Tenho dois filhos. Numa primeira análise, este facto constitui a concretização de um dos desejos racionais mais datados do meu portefólio; durante anos, dizia querer um par, e dizia-o assente numa série de razões fundamentadas. A primeira era egoísta, talvez, meramente financeira: um par é apenas um conjunto de dois e isto significa que não teria de multiplicar as despesas a um ponto em que matasse a trabalhar, decaindo mentalmente e assim diminuindo a minha capacidade de educar decentemente. A segunda era de um âmbito mais societal, ligada à arte do comportamento, e tinha que ver com uma convicção forte de que um e outro, tendo-se um ao outro, evitariam à cabeça as ausências e os excessos de filho único - aquele tipo de ser desamparado que tem em dinheiro o que não tem em sensibilidade -, ao passo que se destacariam dos grupos de irmãos mais extensos pela sua serenidade, reserva no conflito, impossibilidade de fazer uso de passa-culpas.

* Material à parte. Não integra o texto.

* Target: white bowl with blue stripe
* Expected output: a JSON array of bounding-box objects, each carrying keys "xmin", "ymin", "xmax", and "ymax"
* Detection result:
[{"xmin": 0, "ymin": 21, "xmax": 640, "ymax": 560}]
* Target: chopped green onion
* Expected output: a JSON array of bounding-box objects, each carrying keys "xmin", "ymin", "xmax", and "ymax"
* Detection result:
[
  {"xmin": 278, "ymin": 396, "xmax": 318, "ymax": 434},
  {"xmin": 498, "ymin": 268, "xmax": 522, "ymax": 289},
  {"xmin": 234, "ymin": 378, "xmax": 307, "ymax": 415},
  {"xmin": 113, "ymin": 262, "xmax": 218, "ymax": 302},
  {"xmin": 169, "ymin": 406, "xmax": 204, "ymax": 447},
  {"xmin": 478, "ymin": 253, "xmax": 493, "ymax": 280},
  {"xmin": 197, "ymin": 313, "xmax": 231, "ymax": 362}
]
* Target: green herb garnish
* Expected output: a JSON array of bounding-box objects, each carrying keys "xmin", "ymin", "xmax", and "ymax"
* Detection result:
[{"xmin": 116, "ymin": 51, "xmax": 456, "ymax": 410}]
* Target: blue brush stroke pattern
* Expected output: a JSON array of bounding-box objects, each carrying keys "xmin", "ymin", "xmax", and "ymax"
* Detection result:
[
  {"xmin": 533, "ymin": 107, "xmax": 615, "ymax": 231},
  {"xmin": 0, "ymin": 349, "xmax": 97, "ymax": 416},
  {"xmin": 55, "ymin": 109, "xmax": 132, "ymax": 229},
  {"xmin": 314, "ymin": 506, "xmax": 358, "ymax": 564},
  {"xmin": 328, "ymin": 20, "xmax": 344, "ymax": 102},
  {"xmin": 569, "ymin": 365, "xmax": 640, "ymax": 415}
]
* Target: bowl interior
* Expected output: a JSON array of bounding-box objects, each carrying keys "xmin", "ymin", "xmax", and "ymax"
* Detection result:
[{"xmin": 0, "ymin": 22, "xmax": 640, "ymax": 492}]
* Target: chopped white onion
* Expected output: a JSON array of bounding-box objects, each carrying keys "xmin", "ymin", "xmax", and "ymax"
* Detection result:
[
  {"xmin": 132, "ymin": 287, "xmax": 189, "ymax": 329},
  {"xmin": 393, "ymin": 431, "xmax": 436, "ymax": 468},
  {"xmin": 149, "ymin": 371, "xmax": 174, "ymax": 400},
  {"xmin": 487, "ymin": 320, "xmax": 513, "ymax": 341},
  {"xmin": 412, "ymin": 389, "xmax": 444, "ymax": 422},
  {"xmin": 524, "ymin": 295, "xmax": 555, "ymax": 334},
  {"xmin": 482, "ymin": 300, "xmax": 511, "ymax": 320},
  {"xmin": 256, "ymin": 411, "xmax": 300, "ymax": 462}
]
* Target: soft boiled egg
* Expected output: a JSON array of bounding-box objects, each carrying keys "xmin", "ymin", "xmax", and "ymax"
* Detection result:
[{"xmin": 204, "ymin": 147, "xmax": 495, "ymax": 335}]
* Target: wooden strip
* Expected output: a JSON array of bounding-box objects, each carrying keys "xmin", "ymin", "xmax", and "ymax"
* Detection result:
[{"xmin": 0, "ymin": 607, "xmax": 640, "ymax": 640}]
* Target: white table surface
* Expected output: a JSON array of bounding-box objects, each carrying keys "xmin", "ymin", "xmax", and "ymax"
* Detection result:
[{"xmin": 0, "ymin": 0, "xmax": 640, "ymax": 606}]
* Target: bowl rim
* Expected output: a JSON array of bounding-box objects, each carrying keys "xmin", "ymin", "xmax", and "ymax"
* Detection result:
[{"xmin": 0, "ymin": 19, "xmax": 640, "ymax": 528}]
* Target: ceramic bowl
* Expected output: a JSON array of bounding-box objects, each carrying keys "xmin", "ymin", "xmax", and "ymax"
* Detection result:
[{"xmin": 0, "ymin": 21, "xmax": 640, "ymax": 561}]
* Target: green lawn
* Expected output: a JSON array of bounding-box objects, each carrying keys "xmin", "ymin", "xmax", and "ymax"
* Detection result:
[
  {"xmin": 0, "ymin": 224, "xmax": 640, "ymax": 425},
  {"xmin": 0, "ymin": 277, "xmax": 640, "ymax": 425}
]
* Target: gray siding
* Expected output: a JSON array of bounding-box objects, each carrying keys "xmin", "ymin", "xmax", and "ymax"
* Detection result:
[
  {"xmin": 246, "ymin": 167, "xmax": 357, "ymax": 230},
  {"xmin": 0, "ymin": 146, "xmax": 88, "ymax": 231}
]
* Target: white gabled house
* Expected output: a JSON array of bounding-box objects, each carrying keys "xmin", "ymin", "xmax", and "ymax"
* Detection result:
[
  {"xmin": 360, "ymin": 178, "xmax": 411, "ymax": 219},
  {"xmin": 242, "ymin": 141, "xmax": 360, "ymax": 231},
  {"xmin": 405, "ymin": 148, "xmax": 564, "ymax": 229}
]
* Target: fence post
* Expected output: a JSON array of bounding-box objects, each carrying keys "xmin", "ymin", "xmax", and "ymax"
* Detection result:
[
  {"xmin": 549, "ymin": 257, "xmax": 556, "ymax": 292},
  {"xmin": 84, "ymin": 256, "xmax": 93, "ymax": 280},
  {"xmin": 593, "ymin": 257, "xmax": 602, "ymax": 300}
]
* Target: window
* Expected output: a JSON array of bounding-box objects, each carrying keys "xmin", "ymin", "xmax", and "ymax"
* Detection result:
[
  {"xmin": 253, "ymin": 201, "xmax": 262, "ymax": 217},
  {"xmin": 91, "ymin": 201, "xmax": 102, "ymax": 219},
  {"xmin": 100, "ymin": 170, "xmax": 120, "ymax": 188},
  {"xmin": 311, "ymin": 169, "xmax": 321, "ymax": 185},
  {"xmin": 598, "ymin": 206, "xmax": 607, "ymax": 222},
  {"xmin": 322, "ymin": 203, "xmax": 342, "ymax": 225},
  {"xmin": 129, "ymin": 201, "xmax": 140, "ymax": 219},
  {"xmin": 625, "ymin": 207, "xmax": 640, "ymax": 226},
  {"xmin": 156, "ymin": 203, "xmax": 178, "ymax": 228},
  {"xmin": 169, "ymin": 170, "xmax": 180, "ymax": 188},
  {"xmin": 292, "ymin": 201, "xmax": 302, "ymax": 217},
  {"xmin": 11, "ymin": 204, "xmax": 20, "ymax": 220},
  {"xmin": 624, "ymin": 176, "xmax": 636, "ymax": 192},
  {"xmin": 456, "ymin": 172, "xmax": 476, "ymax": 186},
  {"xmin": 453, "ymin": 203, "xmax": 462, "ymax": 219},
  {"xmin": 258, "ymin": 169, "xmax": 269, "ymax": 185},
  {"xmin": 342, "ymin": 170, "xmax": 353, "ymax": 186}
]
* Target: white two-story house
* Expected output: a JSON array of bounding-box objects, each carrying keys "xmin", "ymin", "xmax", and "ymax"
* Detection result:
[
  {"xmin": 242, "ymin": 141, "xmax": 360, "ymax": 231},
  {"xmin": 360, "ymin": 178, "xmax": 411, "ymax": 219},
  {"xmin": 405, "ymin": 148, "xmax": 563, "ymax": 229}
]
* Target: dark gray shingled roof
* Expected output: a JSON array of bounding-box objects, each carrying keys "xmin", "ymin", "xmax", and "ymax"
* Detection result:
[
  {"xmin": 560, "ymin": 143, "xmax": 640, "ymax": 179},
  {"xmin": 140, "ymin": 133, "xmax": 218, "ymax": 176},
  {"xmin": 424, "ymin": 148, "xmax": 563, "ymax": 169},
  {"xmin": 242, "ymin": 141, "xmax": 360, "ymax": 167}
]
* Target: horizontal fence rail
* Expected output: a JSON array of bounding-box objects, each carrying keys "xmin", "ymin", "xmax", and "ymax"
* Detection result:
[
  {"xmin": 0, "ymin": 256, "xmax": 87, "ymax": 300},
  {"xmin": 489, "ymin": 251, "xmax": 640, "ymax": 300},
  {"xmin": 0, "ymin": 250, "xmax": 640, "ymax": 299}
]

A forma como estes vieram ao mundo foi, no entanto, convoluta. Eu e a sua mãe, que à data ainda não era mãe, estávamos matando um tempo no banco de trás do meu veículo, e no calor do momento, ou porque tínhamos a necessidade de sentir alguma coisa de excitante após um dia desgastante e burocrático, decidimos ser criativos, deixar cair os procedimentos e ali mesmo protagonizar uma impecável sex scene. Os vidros embaciaram com os nossos suspiros, o que resguardou a nossa imagem; uma vez resguardados, dançamos sincronizados e sincronizados fizemos o impensável que foi, tão jovens, conceber um par de crianças de uma só assentada.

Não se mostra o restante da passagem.